BU köşeyi nebze kadar takip edenler bilirler, adını önce yolsuzluk ekonomisi, sonra da zina ekonomisi olarak koyduğum rezil sistemi, somut iddialar ile teker teker sıralamıştım. Etibank, Egebank, Türkbank ile ilgili ilk yolsuzluk iddiaları bu köşede yayınlandı.
Bugüne gelene dek hep bir eksikliğe vurgu yapmıştım.
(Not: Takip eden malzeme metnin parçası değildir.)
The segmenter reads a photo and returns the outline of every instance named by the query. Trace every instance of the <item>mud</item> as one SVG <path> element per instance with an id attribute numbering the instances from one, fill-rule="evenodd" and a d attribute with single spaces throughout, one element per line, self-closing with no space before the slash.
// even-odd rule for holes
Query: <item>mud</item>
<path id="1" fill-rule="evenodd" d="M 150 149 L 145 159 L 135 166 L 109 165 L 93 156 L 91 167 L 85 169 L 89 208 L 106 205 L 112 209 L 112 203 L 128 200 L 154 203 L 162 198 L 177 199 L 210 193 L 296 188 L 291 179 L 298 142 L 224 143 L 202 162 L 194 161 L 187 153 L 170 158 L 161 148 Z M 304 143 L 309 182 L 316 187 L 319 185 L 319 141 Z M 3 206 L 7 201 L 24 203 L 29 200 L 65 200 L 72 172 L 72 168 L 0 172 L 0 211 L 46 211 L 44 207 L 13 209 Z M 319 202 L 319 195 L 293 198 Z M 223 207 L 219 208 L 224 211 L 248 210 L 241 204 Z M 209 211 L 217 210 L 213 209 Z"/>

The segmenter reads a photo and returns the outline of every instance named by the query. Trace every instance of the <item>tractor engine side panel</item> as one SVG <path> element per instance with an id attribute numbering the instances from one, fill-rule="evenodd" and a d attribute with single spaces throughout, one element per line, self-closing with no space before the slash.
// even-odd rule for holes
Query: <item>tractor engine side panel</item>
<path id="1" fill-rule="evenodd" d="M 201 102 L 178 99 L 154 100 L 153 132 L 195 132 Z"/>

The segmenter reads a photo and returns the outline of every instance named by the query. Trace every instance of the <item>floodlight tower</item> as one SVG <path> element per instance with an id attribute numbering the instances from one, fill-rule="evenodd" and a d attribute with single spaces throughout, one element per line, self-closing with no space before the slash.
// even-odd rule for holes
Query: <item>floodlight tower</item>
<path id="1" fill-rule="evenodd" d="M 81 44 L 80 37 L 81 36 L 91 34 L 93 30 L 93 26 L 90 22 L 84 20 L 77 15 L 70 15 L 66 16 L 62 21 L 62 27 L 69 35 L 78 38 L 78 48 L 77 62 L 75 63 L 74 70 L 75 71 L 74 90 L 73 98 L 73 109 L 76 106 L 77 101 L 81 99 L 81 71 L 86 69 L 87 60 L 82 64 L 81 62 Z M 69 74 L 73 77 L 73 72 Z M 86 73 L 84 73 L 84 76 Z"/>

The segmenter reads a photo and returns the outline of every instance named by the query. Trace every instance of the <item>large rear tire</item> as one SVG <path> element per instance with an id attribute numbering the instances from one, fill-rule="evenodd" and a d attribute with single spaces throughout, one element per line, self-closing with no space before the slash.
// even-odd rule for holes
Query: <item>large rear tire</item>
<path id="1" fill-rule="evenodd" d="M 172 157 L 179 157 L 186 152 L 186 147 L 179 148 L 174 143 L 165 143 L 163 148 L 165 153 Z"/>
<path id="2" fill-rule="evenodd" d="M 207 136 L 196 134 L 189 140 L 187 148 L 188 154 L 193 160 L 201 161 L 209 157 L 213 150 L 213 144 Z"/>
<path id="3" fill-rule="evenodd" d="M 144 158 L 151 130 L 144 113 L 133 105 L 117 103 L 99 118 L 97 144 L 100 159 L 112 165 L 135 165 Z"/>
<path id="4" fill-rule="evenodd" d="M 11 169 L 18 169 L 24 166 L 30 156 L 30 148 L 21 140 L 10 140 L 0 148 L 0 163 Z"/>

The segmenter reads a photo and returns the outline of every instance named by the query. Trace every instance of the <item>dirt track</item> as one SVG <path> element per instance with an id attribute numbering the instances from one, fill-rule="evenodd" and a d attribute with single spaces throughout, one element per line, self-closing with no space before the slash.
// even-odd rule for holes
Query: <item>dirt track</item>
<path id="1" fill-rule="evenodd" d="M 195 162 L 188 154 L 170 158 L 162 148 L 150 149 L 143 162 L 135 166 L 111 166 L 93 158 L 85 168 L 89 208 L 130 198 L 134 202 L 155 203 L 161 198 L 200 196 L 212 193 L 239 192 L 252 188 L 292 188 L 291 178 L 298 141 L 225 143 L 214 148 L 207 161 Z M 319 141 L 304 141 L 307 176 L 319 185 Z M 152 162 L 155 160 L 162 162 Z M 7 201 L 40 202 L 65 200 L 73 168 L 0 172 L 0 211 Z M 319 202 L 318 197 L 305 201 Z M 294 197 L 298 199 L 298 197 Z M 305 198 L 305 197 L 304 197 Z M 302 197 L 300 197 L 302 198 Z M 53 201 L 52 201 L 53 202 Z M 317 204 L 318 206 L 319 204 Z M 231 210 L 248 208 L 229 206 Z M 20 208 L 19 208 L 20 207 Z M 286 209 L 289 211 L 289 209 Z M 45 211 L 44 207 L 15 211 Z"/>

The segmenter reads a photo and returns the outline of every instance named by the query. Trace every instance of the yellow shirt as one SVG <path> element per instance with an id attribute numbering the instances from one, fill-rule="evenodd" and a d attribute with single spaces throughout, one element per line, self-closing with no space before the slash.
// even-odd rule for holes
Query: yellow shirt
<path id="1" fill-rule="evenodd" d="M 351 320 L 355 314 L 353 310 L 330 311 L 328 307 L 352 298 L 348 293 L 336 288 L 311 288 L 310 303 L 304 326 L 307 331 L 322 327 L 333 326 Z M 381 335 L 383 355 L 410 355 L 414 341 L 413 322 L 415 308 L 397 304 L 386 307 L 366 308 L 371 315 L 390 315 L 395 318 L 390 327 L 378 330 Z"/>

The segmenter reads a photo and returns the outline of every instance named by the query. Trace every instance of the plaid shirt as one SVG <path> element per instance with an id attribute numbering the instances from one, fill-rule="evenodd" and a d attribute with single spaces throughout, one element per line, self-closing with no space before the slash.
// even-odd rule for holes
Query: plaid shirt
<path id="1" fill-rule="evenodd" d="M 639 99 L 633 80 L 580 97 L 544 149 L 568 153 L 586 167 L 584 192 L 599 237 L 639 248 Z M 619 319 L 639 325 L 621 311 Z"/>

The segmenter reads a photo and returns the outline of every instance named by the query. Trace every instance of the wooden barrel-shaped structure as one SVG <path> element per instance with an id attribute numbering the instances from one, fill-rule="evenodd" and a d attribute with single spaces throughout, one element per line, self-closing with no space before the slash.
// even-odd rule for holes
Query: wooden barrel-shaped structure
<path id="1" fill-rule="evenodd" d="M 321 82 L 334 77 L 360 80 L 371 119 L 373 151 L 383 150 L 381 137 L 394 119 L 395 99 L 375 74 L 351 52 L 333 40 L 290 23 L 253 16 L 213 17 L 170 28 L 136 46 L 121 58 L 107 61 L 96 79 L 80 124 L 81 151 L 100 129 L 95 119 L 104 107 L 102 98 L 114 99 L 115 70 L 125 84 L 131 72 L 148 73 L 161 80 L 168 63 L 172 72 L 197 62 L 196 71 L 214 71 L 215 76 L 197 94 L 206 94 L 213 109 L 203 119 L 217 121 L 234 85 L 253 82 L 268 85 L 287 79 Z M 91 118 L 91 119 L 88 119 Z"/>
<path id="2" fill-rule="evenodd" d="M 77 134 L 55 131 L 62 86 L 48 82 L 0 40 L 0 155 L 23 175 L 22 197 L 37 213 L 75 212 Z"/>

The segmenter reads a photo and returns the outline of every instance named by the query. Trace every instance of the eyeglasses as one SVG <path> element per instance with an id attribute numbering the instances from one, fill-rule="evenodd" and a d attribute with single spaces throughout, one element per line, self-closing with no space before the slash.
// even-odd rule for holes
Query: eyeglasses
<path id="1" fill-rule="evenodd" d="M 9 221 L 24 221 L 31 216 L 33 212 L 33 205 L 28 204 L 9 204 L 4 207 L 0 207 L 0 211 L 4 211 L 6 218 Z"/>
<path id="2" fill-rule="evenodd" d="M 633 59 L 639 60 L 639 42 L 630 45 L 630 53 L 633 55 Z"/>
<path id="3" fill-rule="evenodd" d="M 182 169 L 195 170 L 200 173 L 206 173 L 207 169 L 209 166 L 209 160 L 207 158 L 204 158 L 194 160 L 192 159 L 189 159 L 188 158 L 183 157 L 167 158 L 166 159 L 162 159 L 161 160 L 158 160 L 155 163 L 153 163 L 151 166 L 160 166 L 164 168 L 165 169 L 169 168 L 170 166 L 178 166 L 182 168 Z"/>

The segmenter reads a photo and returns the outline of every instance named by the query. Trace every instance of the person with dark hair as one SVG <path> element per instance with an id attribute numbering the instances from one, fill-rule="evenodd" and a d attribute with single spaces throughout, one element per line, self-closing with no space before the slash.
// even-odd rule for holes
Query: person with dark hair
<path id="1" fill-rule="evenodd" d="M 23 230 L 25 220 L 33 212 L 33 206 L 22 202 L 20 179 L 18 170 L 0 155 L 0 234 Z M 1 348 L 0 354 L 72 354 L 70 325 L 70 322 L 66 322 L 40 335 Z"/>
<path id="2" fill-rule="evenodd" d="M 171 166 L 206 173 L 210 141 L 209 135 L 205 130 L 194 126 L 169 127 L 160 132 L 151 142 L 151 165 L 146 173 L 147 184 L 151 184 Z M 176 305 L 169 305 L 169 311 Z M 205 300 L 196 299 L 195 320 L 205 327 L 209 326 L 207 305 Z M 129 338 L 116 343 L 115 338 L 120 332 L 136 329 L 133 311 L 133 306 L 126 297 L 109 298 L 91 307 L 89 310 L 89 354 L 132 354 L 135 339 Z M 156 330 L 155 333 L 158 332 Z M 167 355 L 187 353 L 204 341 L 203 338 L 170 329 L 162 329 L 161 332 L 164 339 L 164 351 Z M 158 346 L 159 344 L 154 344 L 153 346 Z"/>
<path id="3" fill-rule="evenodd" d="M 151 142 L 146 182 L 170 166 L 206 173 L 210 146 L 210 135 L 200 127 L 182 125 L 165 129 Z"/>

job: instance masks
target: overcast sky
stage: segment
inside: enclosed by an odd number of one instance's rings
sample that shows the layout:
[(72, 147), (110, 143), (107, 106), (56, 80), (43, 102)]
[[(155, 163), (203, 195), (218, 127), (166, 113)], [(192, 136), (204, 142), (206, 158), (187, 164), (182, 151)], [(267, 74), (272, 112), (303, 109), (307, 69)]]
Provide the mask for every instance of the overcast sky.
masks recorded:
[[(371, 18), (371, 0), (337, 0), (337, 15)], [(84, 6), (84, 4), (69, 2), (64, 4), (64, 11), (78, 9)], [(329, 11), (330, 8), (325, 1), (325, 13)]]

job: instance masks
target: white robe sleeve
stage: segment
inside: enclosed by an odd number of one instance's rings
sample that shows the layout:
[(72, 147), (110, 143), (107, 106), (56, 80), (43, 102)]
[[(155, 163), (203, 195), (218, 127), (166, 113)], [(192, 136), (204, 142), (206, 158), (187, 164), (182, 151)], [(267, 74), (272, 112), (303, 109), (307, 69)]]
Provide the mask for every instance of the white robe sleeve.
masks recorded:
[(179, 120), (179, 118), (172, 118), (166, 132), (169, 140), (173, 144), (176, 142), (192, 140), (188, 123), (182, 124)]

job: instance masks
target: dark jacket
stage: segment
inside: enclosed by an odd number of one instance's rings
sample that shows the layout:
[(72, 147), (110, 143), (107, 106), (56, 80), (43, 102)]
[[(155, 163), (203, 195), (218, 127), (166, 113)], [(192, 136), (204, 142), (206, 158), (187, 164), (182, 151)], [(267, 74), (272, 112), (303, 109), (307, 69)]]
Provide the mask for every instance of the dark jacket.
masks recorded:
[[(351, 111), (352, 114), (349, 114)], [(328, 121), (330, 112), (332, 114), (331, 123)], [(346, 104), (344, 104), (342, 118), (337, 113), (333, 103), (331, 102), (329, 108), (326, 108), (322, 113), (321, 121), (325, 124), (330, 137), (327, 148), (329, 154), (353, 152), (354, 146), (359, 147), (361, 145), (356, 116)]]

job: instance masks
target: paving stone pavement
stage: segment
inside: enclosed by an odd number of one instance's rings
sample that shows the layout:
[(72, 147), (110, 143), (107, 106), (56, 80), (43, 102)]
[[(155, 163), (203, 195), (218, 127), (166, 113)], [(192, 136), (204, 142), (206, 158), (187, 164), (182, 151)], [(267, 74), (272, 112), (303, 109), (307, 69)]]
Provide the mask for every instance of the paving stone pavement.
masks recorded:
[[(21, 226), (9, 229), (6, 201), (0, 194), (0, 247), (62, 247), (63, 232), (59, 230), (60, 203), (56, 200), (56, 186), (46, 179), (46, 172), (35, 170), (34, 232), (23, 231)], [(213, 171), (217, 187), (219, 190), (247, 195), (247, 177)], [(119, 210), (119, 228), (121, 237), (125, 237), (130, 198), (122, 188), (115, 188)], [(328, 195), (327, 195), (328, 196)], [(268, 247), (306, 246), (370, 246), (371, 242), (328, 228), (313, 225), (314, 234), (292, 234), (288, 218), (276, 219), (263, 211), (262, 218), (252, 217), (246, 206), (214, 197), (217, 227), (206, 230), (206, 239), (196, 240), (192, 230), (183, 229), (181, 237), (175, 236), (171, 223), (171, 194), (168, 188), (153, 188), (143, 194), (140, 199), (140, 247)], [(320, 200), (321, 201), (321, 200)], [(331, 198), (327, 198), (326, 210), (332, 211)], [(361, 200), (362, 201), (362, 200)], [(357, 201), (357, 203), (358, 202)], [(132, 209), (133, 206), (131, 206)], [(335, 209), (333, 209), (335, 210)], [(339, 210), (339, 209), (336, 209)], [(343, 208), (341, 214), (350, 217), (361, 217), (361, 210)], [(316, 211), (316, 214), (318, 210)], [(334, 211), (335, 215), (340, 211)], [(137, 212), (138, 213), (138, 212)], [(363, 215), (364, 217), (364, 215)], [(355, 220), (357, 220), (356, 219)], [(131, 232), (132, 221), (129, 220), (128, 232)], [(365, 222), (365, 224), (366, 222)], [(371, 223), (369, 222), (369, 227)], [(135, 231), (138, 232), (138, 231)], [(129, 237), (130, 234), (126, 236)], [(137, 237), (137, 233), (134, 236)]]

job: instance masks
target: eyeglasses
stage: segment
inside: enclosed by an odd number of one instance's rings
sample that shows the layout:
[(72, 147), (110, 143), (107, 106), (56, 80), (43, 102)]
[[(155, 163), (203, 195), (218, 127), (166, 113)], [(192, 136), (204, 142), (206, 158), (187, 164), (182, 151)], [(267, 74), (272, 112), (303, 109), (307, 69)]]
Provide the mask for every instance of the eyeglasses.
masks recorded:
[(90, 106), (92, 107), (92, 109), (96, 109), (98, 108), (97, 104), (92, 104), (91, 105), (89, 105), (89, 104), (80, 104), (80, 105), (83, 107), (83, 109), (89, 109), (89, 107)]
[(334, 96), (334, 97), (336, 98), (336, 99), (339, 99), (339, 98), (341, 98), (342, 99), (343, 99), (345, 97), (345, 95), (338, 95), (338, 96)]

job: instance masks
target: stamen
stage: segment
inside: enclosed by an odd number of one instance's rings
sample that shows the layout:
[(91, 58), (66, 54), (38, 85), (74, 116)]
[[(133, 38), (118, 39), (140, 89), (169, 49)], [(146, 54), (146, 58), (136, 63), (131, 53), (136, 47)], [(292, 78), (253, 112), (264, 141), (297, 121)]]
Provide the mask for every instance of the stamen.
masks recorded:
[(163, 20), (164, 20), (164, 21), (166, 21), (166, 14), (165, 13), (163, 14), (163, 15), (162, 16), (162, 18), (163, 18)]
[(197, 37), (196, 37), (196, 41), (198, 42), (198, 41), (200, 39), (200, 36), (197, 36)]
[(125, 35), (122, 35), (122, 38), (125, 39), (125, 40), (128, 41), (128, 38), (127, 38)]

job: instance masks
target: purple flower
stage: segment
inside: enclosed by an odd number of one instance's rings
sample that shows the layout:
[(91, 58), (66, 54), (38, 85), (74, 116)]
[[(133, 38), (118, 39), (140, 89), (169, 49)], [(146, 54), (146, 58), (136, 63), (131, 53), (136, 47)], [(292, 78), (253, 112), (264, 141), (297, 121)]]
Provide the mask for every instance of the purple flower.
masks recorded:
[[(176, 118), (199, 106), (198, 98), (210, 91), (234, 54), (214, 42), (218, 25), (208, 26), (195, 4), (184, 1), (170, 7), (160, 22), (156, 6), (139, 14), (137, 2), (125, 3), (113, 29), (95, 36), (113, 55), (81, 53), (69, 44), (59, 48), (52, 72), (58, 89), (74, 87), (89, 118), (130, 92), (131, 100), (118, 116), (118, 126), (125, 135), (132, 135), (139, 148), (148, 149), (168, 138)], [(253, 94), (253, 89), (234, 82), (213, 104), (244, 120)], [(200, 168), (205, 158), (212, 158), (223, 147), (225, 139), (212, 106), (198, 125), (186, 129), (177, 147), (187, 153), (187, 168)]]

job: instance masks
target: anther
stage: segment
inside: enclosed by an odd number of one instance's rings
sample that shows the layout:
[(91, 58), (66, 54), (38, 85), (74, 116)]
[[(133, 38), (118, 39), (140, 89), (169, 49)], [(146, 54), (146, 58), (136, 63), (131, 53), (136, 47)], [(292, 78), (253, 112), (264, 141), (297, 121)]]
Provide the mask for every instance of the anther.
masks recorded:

Özellikle banka soygunlarında işadamları derdest edilmişlerdi ama 3 Kasım öncesine dek işadamları ile yatağa giren siyasiler ve kapıda erkete bekleyen bürokratlar sorgulanmamıştı.
Soygun bir zina ekonomisidir. İşadamı-siyasetçi-bürokrat üçlüsü bir araya gelmeden insan değil devleti, kendi bankasını bile soyamaz.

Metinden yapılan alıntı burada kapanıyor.